16. The Scholarship in Selfies

“Selfies raise important questions about identity, culture and technology.”

17. Liberal Arts, a Lost Cause?

“We are drifting toward turning college into a trade school. And that is ultimately harmful. The original ethos of education was that it prepared people for citizenship, for enlightened leadership, enhanced their creativity. There was a tradition going back to Jefferson, who founded the University of Virginia, that a liberal arts education was the core of our democracy. If we lose an educated populace, we’re open for demagogy. We need broadly educated people.”

18. How to Live Wisely

“The challenge is how to align your time commitments to reflect your personal convictions.”

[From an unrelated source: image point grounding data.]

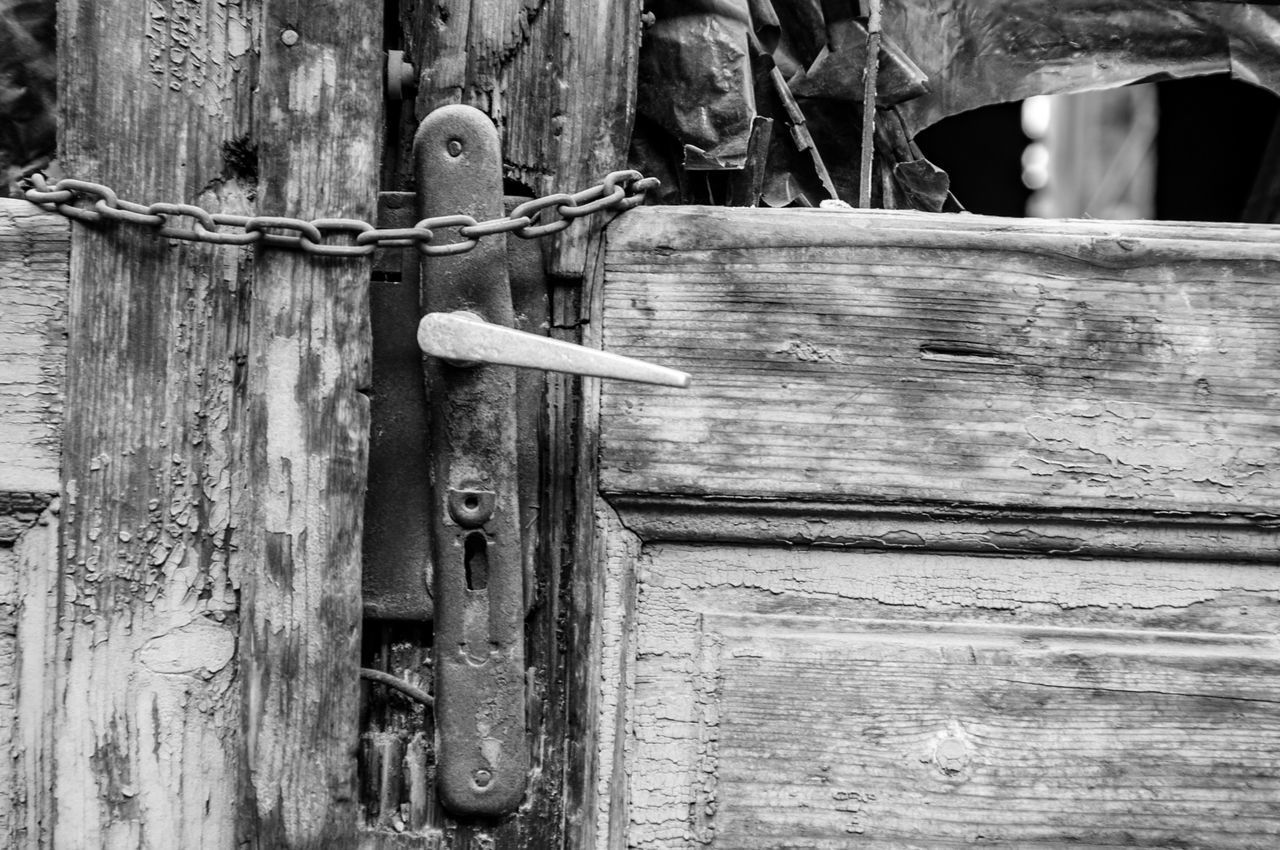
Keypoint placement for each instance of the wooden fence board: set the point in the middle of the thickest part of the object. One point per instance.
(33, 265)
(946, 360)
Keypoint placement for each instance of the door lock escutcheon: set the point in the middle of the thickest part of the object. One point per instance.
(481, 753)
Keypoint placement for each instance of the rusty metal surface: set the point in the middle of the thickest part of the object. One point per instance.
(479, 565)
(443, 234)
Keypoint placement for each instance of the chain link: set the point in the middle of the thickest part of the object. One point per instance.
(95, 204)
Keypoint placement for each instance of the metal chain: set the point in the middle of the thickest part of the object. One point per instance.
(94, 202)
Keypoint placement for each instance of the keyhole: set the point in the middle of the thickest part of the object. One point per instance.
(475, 560)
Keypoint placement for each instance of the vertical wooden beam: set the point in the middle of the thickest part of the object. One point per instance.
(145, 716)
(319, 118)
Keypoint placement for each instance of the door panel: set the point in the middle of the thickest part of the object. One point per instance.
(964, 535)
(959, 359)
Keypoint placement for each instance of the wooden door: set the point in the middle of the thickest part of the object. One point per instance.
(965, 534)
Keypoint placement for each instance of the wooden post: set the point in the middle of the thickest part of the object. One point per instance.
(205, 686)
(146, 709)
(320, 122)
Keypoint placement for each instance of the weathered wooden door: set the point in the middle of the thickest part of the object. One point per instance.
(964, 537)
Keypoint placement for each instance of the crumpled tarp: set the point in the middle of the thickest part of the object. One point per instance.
(707, 72)
(28, 72)
(986, 51)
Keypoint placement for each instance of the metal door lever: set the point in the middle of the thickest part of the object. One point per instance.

19. Suicide on Campus and the Pressure of Perfection

“In 2003, Duke jolted academe with a report describing how its female students felt pressure to be ‘effortlessly perfect’: smart, accomplished, fit, beautiful and popular, all without visible effort. At Stanford, it’s called the Duck Syndrome. A duck appears to glide calmly across the water, while beneath the surface it frantically, relentlessly paddles.”

20. Affirmative Consent: Are Students Really Asking?

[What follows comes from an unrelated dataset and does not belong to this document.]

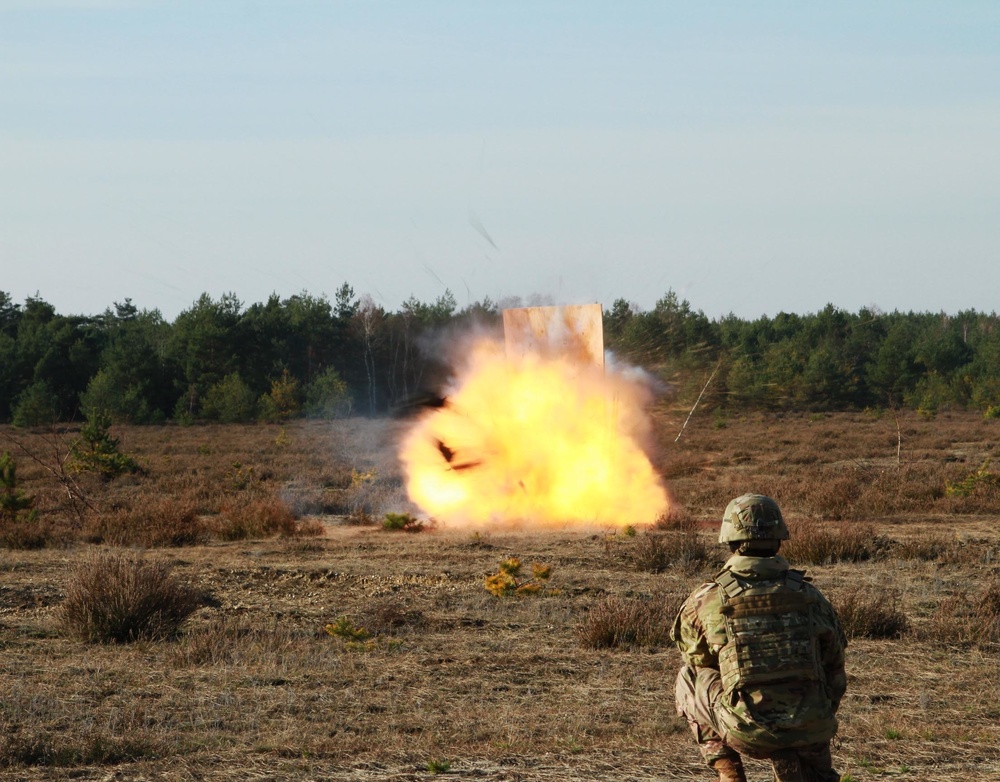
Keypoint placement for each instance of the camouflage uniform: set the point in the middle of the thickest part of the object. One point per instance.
(772, 691)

“It turns out that men and women are not great verbal communicators when it comes to sex.”

21. Finding a Career Track in LinkedIn Profiles

“The interrelated search engines allow anyone to essentially reverse-engineer career paths of LinkedIn members by navigating the connections between their majors, schools and careers. While only as accurate as the profiles, the results are nonetheless addictive if you’re interested in what people ended up doing with their English literature degree or where they worked before landing a great job at Google. Dive deep into profiles for details about members’ lives, their skill sets, and how they are connected to other companies and people.”

22. The Miracle of Preserves

“If cultivating soil was what let us settle, it was harnessing bacterial cultures and sugar, salt, acid, fat, sun and wind to paralyze microorganisms and save food from decay that let us unmoor, discovering all the world that was not visible from our cabbage patches. Basque cider allowed seamen to cross oceans. Dutch pickled herring fueled the exploration of the New World. Vikings spread cod in the riggings of their ships to dry and stiffen in the cold wind, then traded on it as they battled through Scandinavia, the Mediterranean and Central Asia. Cheese was first a way of preserving milk; wine, of grape juice; sauerkraut, of cabbage; prosciutto, of pork. In this sense, all preserved things are additionally miraculous, in that they all are also ways of storing other things: part vessel, part content.”

23. A Dream Undone

“The fundamental promise of American democracy is that every citizen gets a vote, but delivering the franchise from on high and in the face of violent local opposition has always been a complicated legal proposition.”